Matsushima Masashi, Horinaga Minoru, Fukuyama Ryuichi, Yanaihara Hitoshi, Kikuchi Eiji, Kawachi Makoto, Iida Masahiro, Nakahira Yoko, Oya Mototsugu, Asakura Hirotaka
Department of Urology, Saitama Medical School, Saitama 350-0495.
Oncol Lett. 2011 Jan;2(1):13-19. doi: 10.3892/ol.2010.217. Epub 2010 Nov 23.
Intravesical immunotherapy with bacillus Calmette-Guerin (BCG) is currently the most successful adjuvant agent for the treatment and/or prophylaxis of non-muscle-invasive bladder cancer (NMIBC). However, NMIBCs recur in 60-70% of cases and 30% of these recurrent tumors present with a higher grade and more invasive properties. Patients that do not respond to intravesical BCG therapy are considered to be a challenge for urologists. Thus, novel conservative possibilities should be explored. To test the efficacy of a novel therapeutic approach, we examined the antitumor effect of combination therapy by intravesical administration of mitomycin C (MMC) plus BCG, infusing the two drugs simultaneously, in an orthotopic bladder cancer model. Intravesical BCG and MMC administration showed a dose-dependent survival (n=8 per group). The combination of MMC and BCG provided a significant survival advantage compared to the BCG-alone (p=0.035) and MMC-alone groups (p=0.040) (n=8 per group). The group with combined MMC/BCG exhibited a survival period similar to that achieved with an amount eight times higher that of BCG (n=10 per group). Ki-67 labeling index of cancer cells, showing tumor proliferation, was significantly lower in the combined group compared to the BCG-alone (p<0.05), MMC-alone (p<0.01) and control groups (p<0.01). No difference was detected between the combined group and the BCG-alone group with regard to CD3, T-cell infiltration and CD68 macrophage activity. The combined MMC/BCG treatment decreased the tumor appearance rate, improved the survival period and reduced the cellular proliferation rate in tumors compared to the BCG-alone treatment. The results suggest that the combined intravesical MMC/BCG treatment induced an enhanced antitumor effect against bladder tumors. The combined MMC/BCG treatment also showed a survival period similar to that achieved using a dose eight times higher of BCG-alone.

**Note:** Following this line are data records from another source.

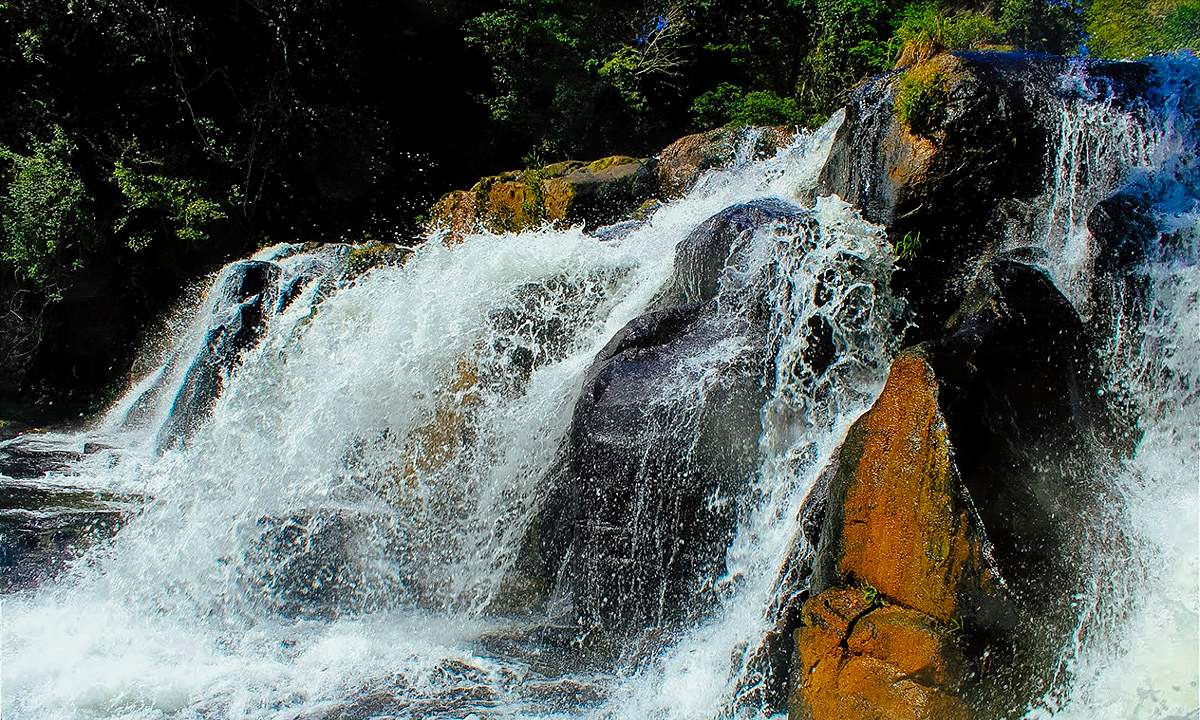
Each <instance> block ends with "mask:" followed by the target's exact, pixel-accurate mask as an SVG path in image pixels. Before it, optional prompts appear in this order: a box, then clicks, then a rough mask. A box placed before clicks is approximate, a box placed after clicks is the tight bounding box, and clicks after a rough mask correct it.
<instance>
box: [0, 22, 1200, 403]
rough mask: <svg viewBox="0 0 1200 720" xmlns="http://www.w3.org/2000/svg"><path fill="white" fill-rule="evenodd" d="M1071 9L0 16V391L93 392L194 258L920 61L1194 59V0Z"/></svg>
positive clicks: (272, 239) (784, 103)
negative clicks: (1026, 50)
mask: <svg viewBox="0 0 1200 720" xmlns="http://www.w3.org/2000/svg"><path fill="white" fill-rule="evenodd" d="M1082 1H1084V0H1001V1H998V2H991V4H983V5H972V6H971V7H967V6H965V5H962V4H958V2H942V4H937V2H934V1H932V0H928V1H923V2H912V1H908V0H402V1H401V2H384V1H382V0H362V1H360V2H353V4H335V2H332V1H331V0H205V1H204V2H182V1H179V0H175V1H163V0H120V1H118V0H0V37H2V43H4V49H2V52H0V73H2V76H4V77H5V78H6V83H4V90H2V91H0V103H2V114H0V263H2V268H0V305H2V307H0V310H2V311H4V312H2V313H0V338H2V341H4V346H5V347H6V348H7V349H8V353H6V355H5V360H4V362H2V364H0V373H2V374H4V376H5V377H6V378H7V380H8V382H7V383H4V384H2V386H0V396H10V397H11V396H13V395H14V394H18V391H19V394H20V395H23V396H25V397H29V396H31V395H42V396H47V397H50V396H61V392H62V390H64V389H66V388H74V389H82V390H84V391H90V390H94V389H95V388H97V386H100V385H101V384H103V383H104V382H108V380H110V379H112V378H113V377H114V374H120V372H121V368H122V367H124V366H125V364H127V360H122V358H127V347H128V344H130V340H131V338H132V336H133V335H134V332H136V331H137V329H138V328H140V326H142V325H143V324H144V319H145V318H148V317H150V314H152V313H155V312H158V311H160V310H161V308H162V307H163V305H164V304H167V302H169V301H170V300H172V299H173V298H175V296H178V295H179V293H180V289H181V288H182V287H184V286H185V284H186V282H187V281H188V280H191V278H194V277H197V276H198V275H199V274H202V272H203V271H205V270H209V269H211V268H212V266H215V265H216V264H217V263H220V262H222V260H224V259H228V258H229V257H232V256H235V254H239V253H242V252H246V251H247V250H250V248H252V247H254V246H260V245H265V244H269V242H276V241H292V240H319V241H325V240H338V239H352V240H355V239H365V238H378V239H383V240H392V241H406V240H407V239H409V238H412V236H413V232H414V229H415V223H416V218H418V217H419V215H420V214H421V211H422V210H424V209H425V208H427V206H428V204H430V202H431V200H432V199H433V198H434V197H436V196H437V194H439V193H440V192H443V191H445V190H448V188H450V187H452V186H455V185H463V184H469V181H470V180H473V179H474V178H476V176H479V175H482V174H488V173H493V172H497V170H499V169H504V168H508V167H515V166H520V164H526V166H536V164H542V163H547V162H552V161H557V160H562V158H566V157H592V156H599V155H607V154H613V152H622V154H630V155H643V154H647V152H649V151H653V150H654V149H655V148H659V146H661V145H662V144H665V143H666V142H668V140H670V139H672V138H674V137H678V136H679V134H683V133H684V132H688V131H690V130H698V128H703V127H710V126H715V125H724V124H736V125H737V124H799V125H815V124H817V122H820V121H821V120H823V119H824V118H826V116H827V115H828V114H829V113H830V112H832V110H833V109H834V108H836V107H838V106H839V104H840V103H841V101H842V98H844V97H845V94H846V91H847V89H848V88H851V86H852V85H853V84H854V83H857V82H858V80H859V79H862V78H863V77H864V76H866V74H869V73H874V72H880V71H886V70H889V68H892V67H894V66H895V65H896V64H898V61H899V62H900V64H901V65H911V64H913V62H917V61H919V60H920V59H923V58H925V56H929V55H931V54H934V53H936V52H940V50H942V49H959V48H985V47H1020V48H1030V49H1036V50H1046V52H1055V53H1074V52H1078V50H1079V49H1080V48H1081V47H1084V44H1085V43H1087V44H1090V46H1091V47H1092V49H1093V50H1094V52H1098V53H1100V54H1104V55H1109V56H1126V55H1141V54H1146V53H1152V52H1164V50H1171V49H1178V48H1186V47H1188V48H1195V47H1196V46H1198V41H1196V38H1198V37H1200V0H1151V1H1150V2H1147V1H1146V0H1092V2H1091V4H1090V5H1082V4H1081V2H1082ZM912 92H913V95H912V97H911V98H910V100H911V101H912V103H913V107H917V106H920V104H922V103H929V102H936V88H935V91H934V94H932V95H930V94H929V92H925V94H924V95H922V92H923V90H922V88H918V86H916V85H914V86H913V90H912ZM30 367H37V368H38V370H37V372H34V373H30V372H29V368H30Z"/></svg>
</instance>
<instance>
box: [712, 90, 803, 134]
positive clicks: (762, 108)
mask: <svg viewBox="0 0 1200 720" xmlns="http://www.w3.org/2000/svg"><path fill="white" fill-rule="evenodd" d="M691 114H692V120H694V122H695V124H696V125H698V126H701V127H714V126H720V125H731V126H733V127H742V126H746V125H799V124H800V120H802V115H800V108H799V103H797V101H796V98H794V97H782V96H780V95H778V94H775V92H772V91H769V90H751V91H749V92H746V91H744V90H743V89H742V88H738V86H737V85H733V84H731V83H722V84H720V85H718V86H716V88H714V89H712V90H709V91H708V92H704V94H703V95H701V96H700V97H697V98H696V100H695V101H694V102H692V104H691Z"/></svg>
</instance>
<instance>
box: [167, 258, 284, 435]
mask: <svg viewBox="0 0 1200 720" xmlns="http://www.w3.org/2000/svg"><path fill="white" fill-rule="evenodd" d="M280 276H281V271H280V268H278V265H275V264H274V263H268V262H264V260H240V262H238V263H233V264H232V265H229V266H228V268H227V269H226V271H224V275H223V277H222V278H221V281H220V283H218V284H217V286H216V287H214V289H212V293H214V294H215V298H214V300H212V310H211V319H210V324H209V328H208V330H206V331H205V334H204V338H203V341H202V346H200V352H199V353H198V354H197V355H196V356H194V358H193V359H192V364H191V365H190V366H188V368H187V371H186V372H185V374H184V380H182V384H181V385H180V388H179V391H178V392H176V395H175V398H174V401H173V402H172V406H170V413H169V414H168V416H167V420H166V421H164V422H163V426H162V428H160V432H158V438H157V446H158V449H160V450H166V449H168V448H179V446H182V445H184V444H186V442H187V439H188V438H190V437H191V434H192V433H193V432H194V431H196V430H197V428H198V427H199V425H200V424H202V422H203V421H204V420H205V419H206V418H208V416H209V413H211V410H212V406H214V403H216V400H217V396H220V395H221V390H222V389H223V386H224V378H226V377H227V376H228V374H229V371H232V370H233V368H234V367H235V366H238V365H239V364H240V362H241V355H242V353H244V352H245V350H246V349H247V348H250V347H252V346H253V344H254V343H256V342H258V340H259V338H260V337H262V334H263V330H264V329H265V320H266V318H268V317H269V316H271V314H272V313H274V312H275V311H276V310H277V307H276V302H277V300H278V299H280V296H278V293H280V287H278V283H280Z"/></svg>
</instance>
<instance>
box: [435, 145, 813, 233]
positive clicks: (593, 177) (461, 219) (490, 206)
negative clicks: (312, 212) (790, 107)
mask: <svg viewBox="0 0 1200 720" xmlns="http://www.w3.org/2000/svg"><path fill="white" fill-rule="evenodd" d="M794 134H796V131H794V128H788V127H745V128H731V127H720V128H716V130H710V131H708V132H702V133H697V134H691V136H685V137H683V138H679V139H678V140H676V142H674V143H672V144H671V145H667V146H666V148H665V149H664V150H662V151H661V152H660V154H659V155H658V156H656V157H654V158H649V160H638V158H635V157H628V156H623V155H614V156H611V157H605V158H601V160H596V161H594V162H578V161H566V162H558V163H554V164H550V166H545V167H541V168H533V169H526V170H511V172H508V173H502V174H499V175H493V176H490V178H484V179H481V180H480V181H479V182H476V184H475V185H474V186H473V187H472V188H470V190H456V191H454V192H450V193H446V194H445V196H443V197H442V198H440V199H439V200H438V202H437V203H434V205H433V206H432V208H431V209H430V217H428V221H427V222H426V228H427V229H428V230H431V232H433V230H442V232H444V233H445V240H446V241H449V242H457V241H460V240H461V239H462V236H463V235H466V234H468V233H474V232H479V230H491V232H493V233H510V232H521V230H527V229H532V228H536V227H540V226H542V224H546V223H550V224H566V226H574V224H582V226H583V227H584V228H586V229H589V230H592V229H595V228H598V227H601V226H605V224H610V223H613V222H617V221H619V220H622V218H624V217H629V216H631V215H634V216H636V215H637V214H638V212H637V211H638V209H640V208H652V206H653V204H654V203H655V202H661V200H666V199H670V198H674V197H679V196H682V194H684V193H685V192H688V191H689V190H691V187H692V186H694V185H695V184H696V181H697V180H698V179H700V178H701V176H702V175H703V174H704V173H707V172H709V170H712V169H715V168H720V167H725V166H728V164H731V163H733V162H734V161H737V160H738V157H739V154H743V155H749V156H750V157H756V158H761V157H767V156H769V155H772V154H774V152H775V151H778V150H779V149H780V148H782V146H784V145H786V144H787V143H790V142H791V140H792V138H793V137H794Z"/></svg>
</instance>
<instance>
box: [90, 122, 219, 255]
mask: <svg viewBox="0 0 1200 720" xmlns="http://www.w3.org/2000/svg"><path fill="white" fill-rule="evenodd" d="M131 148H132V150H131V152H130V154H128V155H130V156H131V158H130V160H118V161H116V163H115V164H114V166H113V182H115V184H116V188H118V190H119V191H120V192H121V196H122V198H124V203H122V206H121V212H120V215H119V216H118V217H116V221H115V222H114V223H113V230H114V232H115V233H116V234H118V235H119V236H121V238H124V240H125V245H126V247H128V248H130V250H133V251H140V250H144V248H145V247H146V246H148V245H150V242H151V241H152V240H154V236H155V234H156V233H155V224H160V223H155V222H152V221H154V218H161V223H164V224H166V226H167V227H168V228H169V229H170V232H172V233H174V235H175V236H176V238H179V239H180V240H186V241H188V242H197V241H202V240H206V239H208V238H209V230H210V228H211V226H212V224H214V223H216V222H218V221H222V220H226V218H227V217H228V215H227V214H226V211H224V210H223V206H222V204H221V203H218V202H217V200H214V199H210V198H208V197H205V196H204V193H203V191H202V188H200V184H199V182H198V181H196V180H192V179H185V178H173V176H169V175H167V174H163V173H162V172H161V169H162V163H161V162H157V161H146V160H140V158H138V154H137V150H136V145H132V146H131ZM232 194H233V196H234V197H236V192H234V193H232Z"/></svg>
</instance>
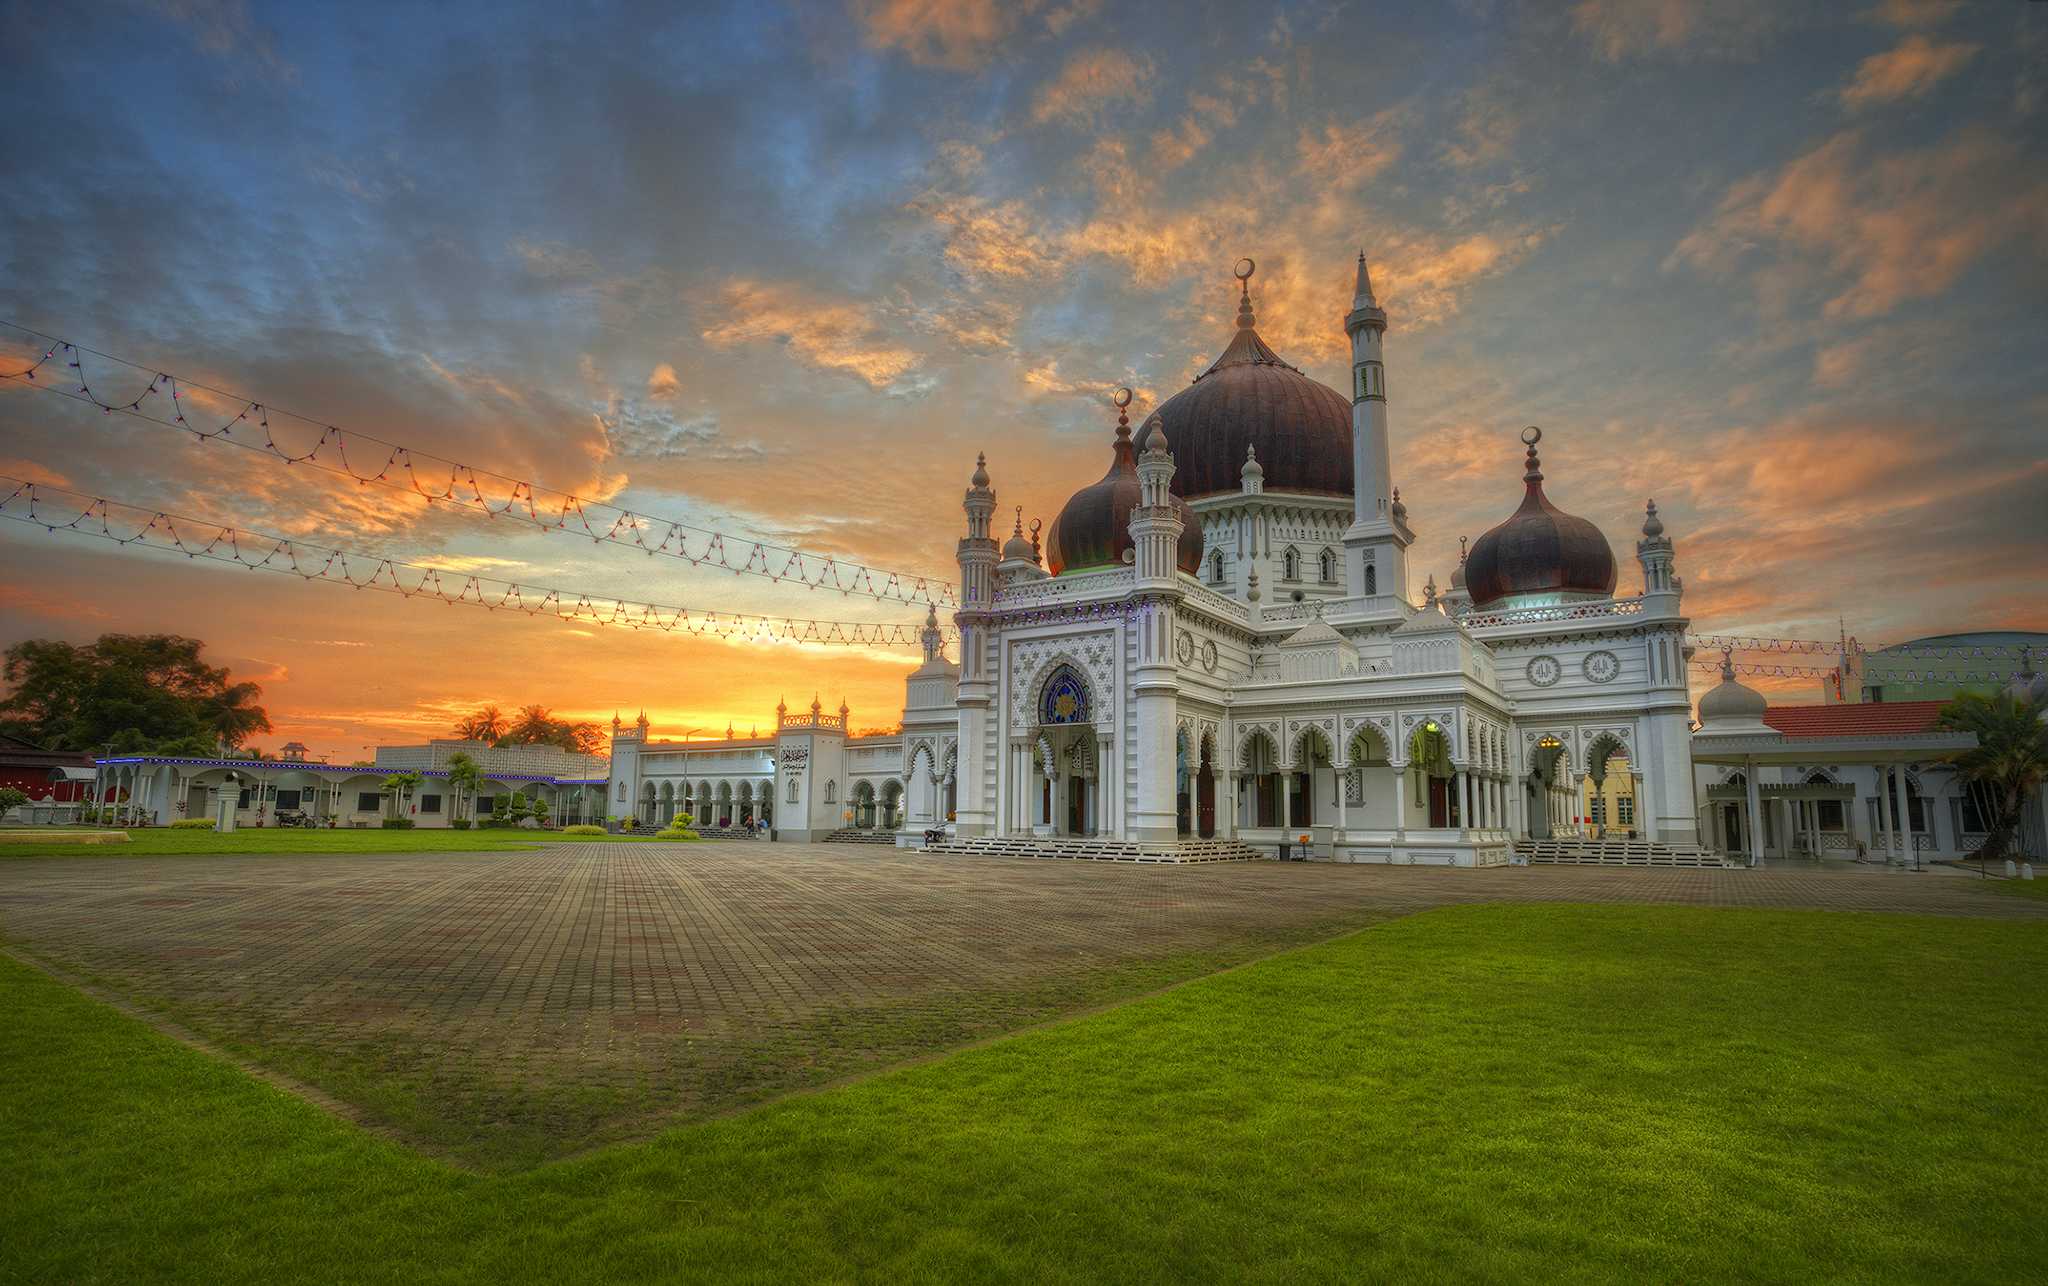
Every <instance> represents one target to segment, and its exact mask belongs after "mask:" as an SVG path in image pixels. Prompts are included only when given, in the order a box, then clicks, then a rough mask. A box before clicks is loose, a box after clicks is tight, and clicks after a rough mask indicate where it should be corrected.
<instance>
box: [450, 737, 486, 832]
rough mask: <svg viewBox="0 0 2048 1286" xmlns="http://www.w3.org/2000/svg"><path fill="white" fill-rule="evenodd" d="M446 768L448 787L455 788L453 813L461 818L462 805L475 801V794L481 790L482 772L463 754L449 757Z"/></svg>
mask: <svg viewBox="0 0 2048 1286" xmlns="http://www.w3.org/2000/svg"><path fill="white" fill-rule="evenodd" d="M446 768H449V786H453V788H455V807H453V813H455V815H457V817H461V815H463V803H467V801H471V799H475V797H477V792H479V790H483V770H481V768H477V762H475V760H471V758H469V756H467V754H463V752H455V754H453V756H449V764H446Z"/></svg>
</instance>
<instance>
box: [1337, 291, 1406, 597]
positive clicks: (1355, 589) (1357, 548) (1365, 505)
mask: <svg viewBox="0 0 2048 1286" xmlns="http://www.w3.org/2000/svg"><path fill="white" fill-rule="evenodd" d="M1343 330H1346V334H1350V336H1352V526H1350V528H1346V532H1343V561H1346V571H1348V582H1350V586H1348V588H1350V592H1352V596H1370V594H1393V596H1395V598H1399V600H1403V602H1407V547H1409V543H1411V541H1413V539H1415V537H1413V532H1409V528H1407V520H1405V516H1403V512H1401V510H1397V508H1395V506H1393V463H1391V455H1389V448H1386V367H1384V362H1382V360H1380V340H1382V338H1384V336H1386V311H1384V309H1380V303H1378V299H1374V297H1372V276H1370V274H1368V272H1366V252H1364V250H1360V252H1358V289H1356V291H1354V295H1352V311H1350V315H1348V317H1346V319H1343Z"/></svg>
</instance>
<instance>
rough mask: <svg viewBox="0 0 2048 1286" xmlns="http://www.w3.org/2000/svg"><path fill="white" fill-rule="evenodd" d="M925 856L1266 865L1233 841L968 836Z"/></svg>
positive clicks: (1164, 863) (1255, 854) (1176, 864)
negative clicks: (1102, 839) (1226, 862)
mask: <svg viewBox="0 0 2048 1286" xmlns="http://www.w3.org/2000/svg"><path fill="white" fill-rule="evenodd" d="M924 852H928V854H938V856H958V858H1059V860H1071V862H1149V864H1163V866H1186V864H1192V862H1260V860H1268V858H1266V854H1264V852H1260V850H1255V848H1251V846H1249V844H1239V842H1237V840H1182V842H1178V844H1176V842H1165V844H1145V842H1137V840H1087V838H1077V835H971V838H963V840H948V842H944V844H930V846H926V850H924Z"/></svg>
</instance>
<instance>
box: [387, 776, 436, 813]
mask: <svg viewBox="0 0 2048 1286" xmlns="http://www.w3.org/2000/svg"><path fill="white" fill-rule="evenodd" d="M424 780H426V778H424V776H422V774H418V772H393V774H391V776H387V778H385V780H383V792H385V795H389V797H391V801H393V805H395V809H393V813H391V815H393V817H403V815H406V799H408V797H410V795H412V788H414V786H418V784H420V782H424Z"/></svg>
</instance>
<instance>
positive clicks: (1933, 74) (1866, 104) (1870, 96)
mask: <svg viewBox="0 0 2048 1286" xmlns="http://www.w3.org/2000/svg"><path fill="white" fill-rule="evenodd" d="M1976 51H1978V45H1966V43H1962V41H1956V43H1950V45H1935V43H1933V41H1929V39H1927V37H1923V35H1909V37H1907V39H1903V41H1898V47H1896V49H1888V51H1884V53H1874V55H1870V57H1866V59H1864V61H1862V66H1858V68H1855V80H1851V82H1849V86H1847V88H1843V90H1841V102H1843V106H1847V109H1851V111H1855V109H1864V106H1872V104H1880V102H1896V100H1898V98H1919V96H1923V94H1927V90H1931V88H1933V86H1937V84H1942V82H1944V80H1946V78H1948V76H1952V74H1954V72H1960V70H1962V66H1964V63H1966V61H1970V59H1972V57H1976Z"/></svg>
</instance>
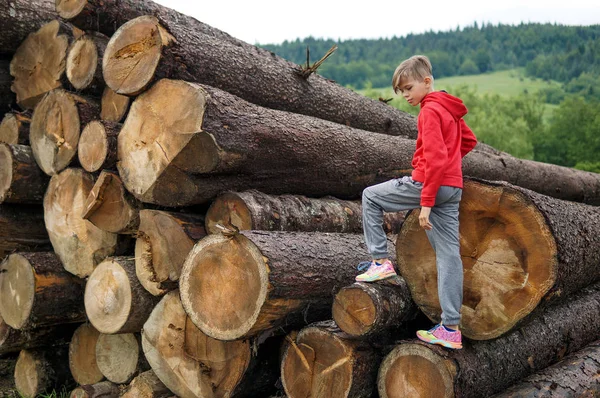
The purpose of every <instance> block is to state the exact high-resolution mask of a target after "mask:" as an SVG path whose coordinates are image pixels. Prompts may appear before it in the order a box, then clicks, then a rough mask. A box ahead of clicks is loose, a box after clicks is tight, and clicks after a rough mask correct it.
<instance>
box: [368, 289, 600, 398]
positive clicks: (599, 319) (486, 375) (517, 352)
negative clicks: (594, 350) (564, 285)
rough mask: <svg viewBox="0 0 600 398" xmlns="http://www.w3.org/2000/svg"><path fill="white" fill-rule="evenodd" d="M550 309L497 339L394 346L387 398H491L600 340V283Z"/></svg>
mask: <svg viewBox="0 0 600 398" xmlns="http://www.w3.org/2000/svg"><path fill="white" fill-rule="evenodd" d="M558 304H559V305H556V306H551V307H547V308H546V309H545V310H544V311H542V312H540V313H539V314H538V316H536V317H535V318H533V319H531V321H530V322H528V323H527V324H525V325H523V327H521V328H519V329H516V330H513V331H511V332H509V333H507V334H506V335H504V336H501V337H499V338H497V339H494V340H485V341H465V342H464V344H463V347H464V348H463V349H462V350H447V349H445V348H443V347H440V346H434V345H431V344H427V343H421V342H418V341H409V342H404V343H401V344H400V345H398V346H397V347H396V348H394V349H393V350H392V351H391V352H390V353H389V354H388V355H387V357H386V358H385V359H384V361H383V362H382V364H381V367H380V370H379V376H378V389H379V396H380V397H381V398H395V397H398V398H400V397H413V396H414V397H444V398H449V397H456V398H472V397H481V398H485V397H490V396H492V395H493V394H494V393H497V392H501V391H503V390H505V389H506V388H508V387H509V386H511V385H512V384H514V383H516V382H517V381H519V380H520V379H522V378H524V377H526V376H528V375H530V374H532V373H534V372H536V371H538V370H541V369H544V368H546V367H548V366H550V365H552V364H554V363H556V362H558V361H560V360H561V359H562V358H563V357H564V356H565V355H567V354H569V353H571V352H575V351H577V350H579V349H582V348H584V347H585V346H587V345H588V344H590V343H592V342H594V341H595V340H597V339H598V338H599V337H600V285H594V286H590V287H588V288H585V289H582V291H581V292H579V293H577V294H575V295H573V296H571V297H568V298H567V299H566V300H565V301H564V302H561V303H558Z"/></svg>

卡介苗(BCG)膀胱内免疫疗法是目前治疗和/或预防非肌层浸润性膀胱癌(NMIBC)最成功的辅助药物。然而,60-70%的NMIBC病例会复发,其中30%的复发性肿瘤具有更高的分级和更强的侵袭性。对膀胱内BCG治疗无反应的患者被认为是泌尿外科医生面临的挑战。因此,应探索新的保守治疗方法。为了测试一种新治疗方法的疗效,我们在原位膀胱癌模型中研究了丝裂霉素C(MMC)联合BCG膀胱内给药的抗肿瘤作用,两种药物同时注入。膀胱内BCG和MMC给药显示出剂量依赖性生存(每组n=8)。与单独使用BCG组(p=0.035)和单独使用MMC组(p=0.040)相比,MMC与BCG联合使用具有显著的生存优势(每组n=8)。MMC/BCG联合组的生存期与单独使用BCG剂量高八倍时的生存期相似(每组n=10)。显示肿瘤增殖的癌细胞Ki-67标记指数在联合组中显著低于单独使用BCG组(p<0.05)、单独使用MMC组(p<0.01)和对照组(p<0.01)。联合组与单独使用BCG组在CD3、T细胞浸润和CD68巨噬细胞活性方面未检测到差异。与单独使用BCG治疗相比,MMC/BCG联合治疗降低了肿瘤出现率,改善了生存期,并降低了肿瘤细胞增殖率。结果表明,MMC/BCG联合膀胱内治疗对膀胱肿瘤具有增强的抗肿瘤作用。MMC/BCG联合治疗的生存期也与单独使用BCG剂量高八倍时的生存期相似。